We want to thank those who have been helpful in the preparation of this monograph. Al Hunter College: Dr. Peter D. Salins, Dr. Robert C. Weaver and Elinor Rubin. We were particularly fortunate to receive viewpoints, references or information from the following people holding divergent opinions: Stephen Beaudry, Joint Commission on Accreditation of Hospitals, Dr. Philip Brickner, St. Vincent's Hospital; Rose Caserta, National League for Nursing: Steve Crystal, NYC Human Resources Administration, Jane Leiken. Bergen Passaic Health Systems Agency: Joseph Maniscalco, Group Health Insurance's Home Health Services, Mary Majer, NYC Department of Aging: Robert O'Connell, US Department of HEW, Region 11; Simon Podair, Mayor's Office of the Handicapped; Ronald Rosenberg. Homemakers Upjohn; Mary Walsh, National Council for Homemakers-Home Health Aide Services, Inc.

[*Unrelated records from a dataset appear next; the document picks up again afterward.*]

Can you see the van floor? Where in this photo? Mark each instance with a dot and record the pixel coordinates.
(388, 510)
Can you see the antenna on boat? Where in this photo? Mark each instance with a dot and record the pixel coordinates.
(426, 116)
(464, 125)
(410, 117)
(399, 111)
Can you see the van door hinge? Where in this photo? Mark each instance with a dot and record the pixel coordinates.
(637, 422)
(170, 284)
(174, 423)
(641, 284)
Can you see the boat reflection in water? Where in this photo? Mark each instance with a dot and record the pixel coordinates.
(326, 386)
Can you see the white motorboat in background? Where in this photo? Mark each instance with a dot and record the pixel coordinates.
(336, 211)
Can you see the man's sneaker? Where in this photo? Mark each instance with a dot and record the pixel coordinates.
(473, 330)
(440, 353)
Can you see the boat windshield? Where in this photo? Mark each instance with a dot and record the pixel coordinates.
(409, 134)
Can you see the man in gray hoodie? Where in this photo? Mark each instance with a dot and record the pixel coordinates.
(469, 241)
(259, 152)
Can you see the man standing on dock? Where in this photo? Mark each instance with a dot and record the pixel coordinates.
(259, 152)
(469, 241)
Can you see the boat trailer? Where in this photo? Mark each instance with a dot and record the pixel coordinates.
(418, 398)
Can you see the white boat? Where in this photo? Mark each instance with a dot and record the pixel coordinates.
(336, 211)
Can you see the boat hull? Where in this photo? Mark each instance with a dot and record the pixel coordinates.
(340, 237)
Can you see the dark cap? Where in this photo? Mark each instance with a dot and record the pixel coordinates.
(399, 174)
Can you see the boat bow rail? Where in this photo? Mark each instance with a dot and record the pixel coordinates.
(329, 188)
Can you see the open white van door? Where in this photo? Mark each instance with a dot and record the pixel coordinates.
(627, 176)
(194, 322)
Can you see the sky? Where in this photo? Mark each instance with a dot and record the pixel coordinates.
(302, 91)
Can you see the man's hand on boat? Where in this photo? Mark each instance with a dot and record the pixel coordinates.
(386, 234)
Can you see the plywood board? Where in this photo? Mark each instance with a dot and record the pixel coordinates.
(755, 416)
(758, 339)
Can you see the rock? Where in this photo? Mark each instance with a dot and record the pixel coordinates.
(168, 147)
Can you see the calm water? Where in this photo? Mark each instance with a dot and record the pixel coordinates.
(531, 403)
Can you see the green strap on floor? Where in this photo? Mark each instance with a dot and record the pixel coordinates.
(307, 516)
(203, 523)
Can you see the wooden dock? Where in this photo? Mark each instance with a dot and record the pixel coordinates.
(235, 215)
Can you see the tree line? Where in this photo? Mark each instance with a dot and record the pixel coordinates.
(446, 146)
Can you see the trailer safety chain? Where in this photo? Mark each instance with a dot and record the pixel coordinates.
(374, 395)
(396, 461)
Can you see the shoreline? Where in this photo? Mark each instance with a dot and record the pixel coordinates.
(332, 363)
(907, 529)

Of course, all the views expressed are the authors' responsibility and do not represent a position of Hunter College or its Urban Research Center.

Mr. ROGERS. Without objection, it will be included.

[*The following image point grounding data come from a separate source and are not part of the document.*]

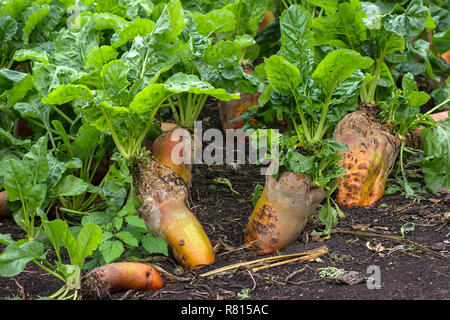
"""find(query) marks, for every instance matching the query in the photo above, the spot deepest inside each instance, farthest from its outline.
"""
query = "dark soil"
(404, 270)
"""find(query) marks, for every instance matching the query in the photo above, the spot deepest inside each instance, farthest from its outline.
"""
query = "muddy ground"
(389, 268)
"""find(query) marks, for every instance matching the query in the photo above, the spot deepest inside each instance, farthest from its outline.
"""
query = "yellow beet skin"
(373, 150)
(281, 212)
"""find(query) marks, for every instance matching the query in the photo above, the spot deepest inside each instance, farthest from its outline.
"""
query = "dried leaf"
(361, 226)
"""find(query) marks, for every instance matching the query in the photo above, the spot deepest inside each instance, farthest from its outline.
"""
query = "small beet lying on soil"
(373, 150)
(282, 211)
(118, 276)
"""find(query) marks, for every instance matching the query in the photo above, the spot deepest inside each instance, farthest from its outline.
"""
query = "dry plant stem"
(287, 258)
(387, 236)
(373, 150)
(165, 210)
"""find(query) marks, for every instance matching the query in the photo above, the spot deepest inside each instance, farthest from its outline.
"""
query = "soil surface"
(387, 267)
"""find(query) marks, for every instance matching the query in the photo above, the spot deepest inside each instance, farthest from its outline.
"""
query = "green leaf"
(148, 101)
(436, 164)
(55, 230)
(136, 222)
(15, 257)
(108, 20)
(115, 82)
(411, 23)
(72, 46)
(407, 227)
(99, 56)
(248, 14)
(217, 21)
(87, 241)
(35, 161)
(8, 28)
(338, 66)
(111, 250)
(153, 244)
(67, 93)
(283, 75)
(32, 16)
(16, 180)
(10, 78)
(346, 26)
(137, 27)
(171, 21)
(181, 82)
(330, 7)
(296, 37)
(70, 185)
(49, 77)
(15, 85)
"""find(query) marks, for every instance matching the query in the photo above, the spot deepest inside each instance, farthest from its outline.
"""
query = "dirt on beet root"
(366, 259)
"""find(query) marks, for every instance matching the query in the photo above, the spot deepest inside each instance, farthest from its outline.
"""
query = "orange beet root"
(164, 197)
(119, 276)
(282, 211)
(373, 150)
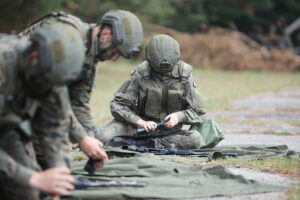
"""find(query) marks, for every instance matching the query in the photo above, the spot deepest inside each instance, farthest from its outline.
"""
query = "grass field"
(217, 88)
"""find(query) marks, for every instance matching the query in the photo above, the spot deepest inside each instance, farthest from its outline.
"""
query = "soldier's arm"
(122, 106)
(194, 108)
(80, 95)
(51, 125)
(12, 169)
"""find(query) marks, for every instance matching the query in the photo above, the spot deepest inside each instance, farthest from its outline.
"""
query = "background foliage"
(183, 15)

Of course, you know, we already have home health care, medicare. What this would do is simply authorize a certificate of need, so that if there is a need, I presume the certificate would be issued. If there is not, then that is a different matter, but I don't think you really have home health care simply to say people should come in to show the need.

Do you anticipate that certificate of need stops everything, or just those that are not needed?

Mr. NORRIS. We feel that it certainly impedes many things until the need has been filled, and when a need has been filled, we can then set up criteria to measure need. We think that, at this point, that home health care is too new. It is a baby, so to speak, and until we have criteria, until we have numbers, there is no way, at the present time, to measure need in home health care.

Mr. ROGERS. You say yourself 90 percent of the country needs it. I would think the need would be very easy to prove. If there is no home health service in the area, I would think you would have to have a certificate of need.

Mr. NORRIS. That is not our problem, or really our question. We are saying a home health agency, in a given area, does not provide competition, and will not fill the need. We hope it would open it up for everyone to become involved in the delivery of home health care.

Mr. ROGERS. I think one of the problems the committee is concerned with is that we not proliferate, there is no point in having additional costs to the form of delivery. If there is a need, of course, it should be filled, and hopefully, with local

Mr. NORRIS. We certainly agree.

Mr. ROGERS. I understand your feeling.

Mr. NORRIS. There are areas, of course, in the country today, where we are involved, and we don't if it is an expensive service because we are not reimbursed at the present time in most areas, and do not provide title 18 medicare services.

Mr. ROGERS. Medicare pays on a cost basis, actual costs, and some of those costs, in some areas, are unbelieveable.

We had examples given to us where they paid for everything you can imagine the building, they paid for the director's luncheons and weekend stays, they paid for the Mercedes Benz to ride around in, and we thought the certificate of need might look at that.

Mr. NORRIS. We believe there are other things that will do it at this time, and for the elderly and for the patients who really need the care, we would not then be excluding agencies. We welcome licensing. We welcome strong regulation, monitoring of all of our offices and everyone else's offices that will provide the quality.

Mr. ROGERS. For instance, in some areas, they had very strong visiting nurses associations, and you might want to duplicate that, so I am not sure the certificate of need, if properly administered, that this is an impediment.

Mr. NORRIS. We become involved with many outstanding visiting nurse associations throughout the country. It is interesting, when there is more than one provider, how the other provider improves.